Ok, das meiste davon sind fehlende HTML-Umschriften bei den $_GET-Parametern im & der Links. Ein paar fehlende </li>-Tags hat mir die w3c-Prüfung ebenfalls angezeigt. 

Im Konqueror sieht nur das "Kunde werden"-Feld etwas klein aus, und im Seamonkey laufen die Eingabefelder für Login und Pin aus dem Rand rechts heraus. 

Meine Empfehlgung:

Nimm Opera, oder beschwer Dich bei der Sparkasse, dass sie 'ne kompetente Firma an die Programmierung ihres Webportals lassen sollen. 

Nachtrag: 

Wie ich's mir dachte. Die Seite ist auf IE6 optimiert, denn da funktioniert sie fehlerlos.

----------

## Evildad

Bei mir mit Firefox 3 sieht die Seite eigentlich gut aus.

Auflösung ist 1400*1050.

http://img530.imageshack.us/my.php?image=testfy2.png

----------

## Vortex375

Ich hatte bei meinem Firefox3 auch mal Probleme mit der Seitendarstellung. Geholfen hat bei mir, das Firefox-Profil komplett zu löschen, bzw. ein neues Profil anzulegen. Deine Lesezeichen usw. kannst du ja vorher exportieren und im neuen Profil wieder importieren, es sollte also nichts verloren gehen.

----------

## Hollowman

@Vortex375

Der Tipp war super. Jetzt köappt das auch wieder mit der Seite.

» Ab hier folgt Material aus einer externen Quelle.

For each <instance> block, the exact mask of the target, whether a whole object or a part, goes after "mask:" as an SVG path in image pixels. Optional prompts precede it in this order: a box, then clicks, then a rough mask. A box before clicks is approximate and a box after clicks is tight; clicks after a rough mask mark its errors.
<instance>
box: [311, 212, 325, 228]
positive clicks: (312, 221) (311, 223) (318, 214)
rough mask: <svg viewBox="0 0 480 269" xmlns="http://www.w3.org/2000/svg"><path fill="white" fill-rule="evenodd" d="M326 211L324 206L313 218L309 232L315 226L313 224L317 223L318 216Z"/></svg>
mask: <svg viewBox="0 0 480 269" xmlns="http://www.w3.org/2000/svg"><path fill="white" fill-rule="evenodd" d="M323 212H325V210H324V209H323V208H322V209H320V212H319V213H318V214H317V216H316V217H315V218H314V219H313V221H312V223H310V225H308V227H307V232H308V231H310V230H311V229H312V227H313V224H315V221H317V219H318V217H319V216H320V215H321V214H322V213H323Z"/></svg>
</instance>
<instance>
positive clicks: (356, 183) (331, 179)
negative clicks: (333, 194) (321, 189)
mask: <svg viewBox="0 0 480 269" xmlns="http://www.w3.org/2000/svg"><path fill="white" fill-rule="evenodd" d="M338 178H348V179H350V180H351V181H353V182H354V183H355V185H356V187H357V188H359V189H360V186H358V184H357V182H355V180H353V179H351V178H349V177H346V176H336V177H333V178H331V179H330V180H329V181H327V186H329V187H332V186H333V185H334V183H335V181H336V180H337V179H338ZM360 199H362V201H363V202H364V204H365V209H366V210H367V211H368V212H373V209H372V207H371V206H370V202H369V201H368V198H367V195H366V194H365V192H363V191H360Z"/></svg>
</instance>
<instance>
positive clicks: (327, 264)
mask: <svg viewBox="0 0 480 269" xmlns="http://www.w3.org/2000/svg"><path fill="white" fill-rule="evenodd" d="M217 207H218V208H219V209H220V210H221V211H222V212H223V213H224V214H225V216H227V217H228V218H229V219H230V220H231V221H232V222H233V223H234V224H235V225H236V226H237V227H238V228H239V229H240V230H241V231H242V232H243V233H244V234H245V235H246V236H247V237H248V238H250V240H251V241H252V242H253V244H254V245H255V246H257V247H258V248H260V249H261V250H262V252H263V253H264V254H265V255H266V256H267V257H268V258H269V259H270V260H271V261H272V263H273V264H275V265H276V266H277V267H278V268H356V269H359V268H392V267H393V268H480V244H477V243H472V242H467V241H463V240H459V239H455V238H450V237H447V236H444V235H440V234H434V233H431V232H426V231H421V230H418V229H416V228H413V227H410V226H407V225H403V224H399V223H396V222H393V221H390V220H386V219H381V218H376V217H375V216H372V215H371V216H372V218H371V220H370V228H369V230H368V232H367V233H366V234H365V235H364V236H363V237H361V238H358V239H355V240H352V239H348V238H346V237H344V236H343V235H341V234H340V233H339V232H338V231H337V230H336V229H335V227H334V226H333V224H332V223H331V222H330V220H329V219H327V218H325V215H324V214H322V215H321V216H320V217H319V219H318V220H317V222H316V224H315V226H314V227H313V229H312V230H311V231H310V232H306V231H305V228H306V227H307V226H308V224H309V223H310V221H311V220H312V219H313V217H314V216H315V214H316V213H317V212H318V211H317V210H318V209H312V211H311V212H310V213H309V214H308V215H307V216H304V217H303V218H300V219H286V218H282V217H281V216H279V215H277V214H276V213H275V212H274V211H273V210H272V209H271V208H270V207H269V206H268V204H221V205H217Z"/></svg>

Einfach ~/.mozilla/firefox löschen.

Sebastian

----------

## musv

Das hat mich jetzt stutzig gemacht. Also hab ich den Tipp mit dem Löschen auch mal getestet. 

-> Verzeichnis .mozilla/firefox nach .mozilla/firefox.bak verschoben

-> Seite geladen

Und ja, auf einmal wurde die Seite ohne Fehler angezeigt. Dann hab ich begonnen, meine ganzen Einstellungen wiederherzustellen - Addons, Themes, Schriftart, Cache, Sicherheit,... Und siehe da, der Fehler kam wieder. 

Bei mir war's die Schriftgröße. Per default hat Firefox eine Schriftgröße von 16pt eingestellt. Da wird die Seite der Spaßkasse auch richtig angezeigt. Stellt man jetzt mal die Schriftgröße auf was kleineres, verschiebt sich der Seitenaufbau. Bei mir war die Standardschriftgröße auf 13.

----------